Die Gewerkschaft hatte am Dienstag nach dem Scheitern langwieriger Verhandlungen den Streik ausgerufen, dem die Mitglieder schon vorab zugestimmt hatten. Ufo hat in den seit 13 Monaten andauernden Verhandlungen nach drei Jahren Nullrunden neben fünf Prozent höheren Entgelten unter anderem das Ende der Leiharbeit und Schutz gegen die Auslagerung von Jobs verlangt. Lufthansa plant hingegen mittelfristige Einsparungen bei den Personalkosten und will dafür unter anderem die Beförderungsstufen strecken.

Das Unternehmen wies die Darstellung der Ufo zurück, dass rund 2000 Flugbegleiter in die geplante interne Billigfluglinie mit schlechteren Tarifbedingungen verlagert werden sollten. Mindestens 800 der vorgesehenen Kräfte kämen von der Tochter Germanwings, in der vergleichbare Tarifbedingungen bereits gelten, hieß es.

Lufthansa und die verschiedenen Flughäfen hatten sich intensiv auf die Streiks der Stewards und Stewardessen vorbereitet. Bereits die erste unbestimmte Ankündigung vom Dienstag hatte zu Stornierungen und Umbuchungen geführt. Europas größte Fluggesellschaft wollte alle technischen Möglichkeiten nutzen, ihre Kunden über Flugausfälle zu informieren.
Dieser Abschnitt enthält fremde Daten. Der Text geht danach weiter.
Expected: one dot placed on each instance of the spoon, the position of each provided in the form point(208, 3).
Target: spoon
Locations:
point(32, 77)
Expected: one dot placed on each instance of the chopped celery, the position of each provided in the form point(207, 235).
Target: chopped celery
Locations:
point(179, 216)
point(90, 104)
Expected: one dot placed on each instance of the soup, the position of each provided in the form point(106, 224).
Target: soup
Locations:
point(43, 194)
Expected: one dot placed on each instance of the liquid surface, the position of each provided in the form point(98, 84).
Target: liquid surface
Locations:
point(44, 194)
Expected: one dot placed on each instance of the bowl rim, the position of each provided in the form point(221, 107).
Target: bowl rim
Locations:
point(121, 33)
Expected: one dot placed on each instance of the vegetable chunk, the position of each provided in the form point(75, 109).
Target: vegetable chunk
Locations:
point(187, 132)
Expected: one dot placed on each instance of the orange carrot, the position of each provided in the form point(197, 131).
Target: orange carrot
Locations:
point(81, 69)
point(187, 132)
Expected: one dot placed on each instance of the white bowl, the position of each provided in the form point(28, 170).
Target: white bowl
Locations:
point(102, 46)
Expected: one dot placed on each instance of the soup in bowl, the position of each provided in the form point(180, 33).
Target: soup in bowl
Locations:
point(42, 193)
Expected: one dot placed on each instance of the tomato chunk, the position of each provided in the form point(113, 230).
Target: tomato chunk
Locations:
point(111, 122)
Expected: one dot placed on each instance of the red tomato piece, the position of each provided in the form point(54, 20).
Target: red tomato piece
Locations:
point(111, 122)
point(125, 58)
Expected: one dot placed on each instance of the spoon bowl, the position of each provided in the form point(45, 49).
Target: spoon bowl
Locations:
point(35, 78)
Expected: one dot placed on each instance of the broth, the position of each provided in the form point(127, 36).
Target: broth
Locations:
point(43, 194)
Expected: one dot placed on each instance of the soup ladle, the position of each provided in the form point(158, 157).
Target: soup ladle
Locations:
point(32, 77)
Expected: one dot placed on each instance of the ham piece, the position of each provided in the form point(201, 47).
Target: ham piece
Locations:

In der Regel nennt die Gesellschaft auf ihrer Homepage www.lufthansa.com die gestrichenen Flüge, mit der Flug- oder Buchungsnummer kann man die betreffende Verbindung abrufen. Wer seine Mobilnummer bei der Buchung angegeben hat, erhält bei einem stornierten Flug eine Info-SMS auf sein Handy. Die Servicenummer der Lufthansa lautet (0 18 05) 80 58 05. 

dpa

Dieser Artikel wurde aktualisiert.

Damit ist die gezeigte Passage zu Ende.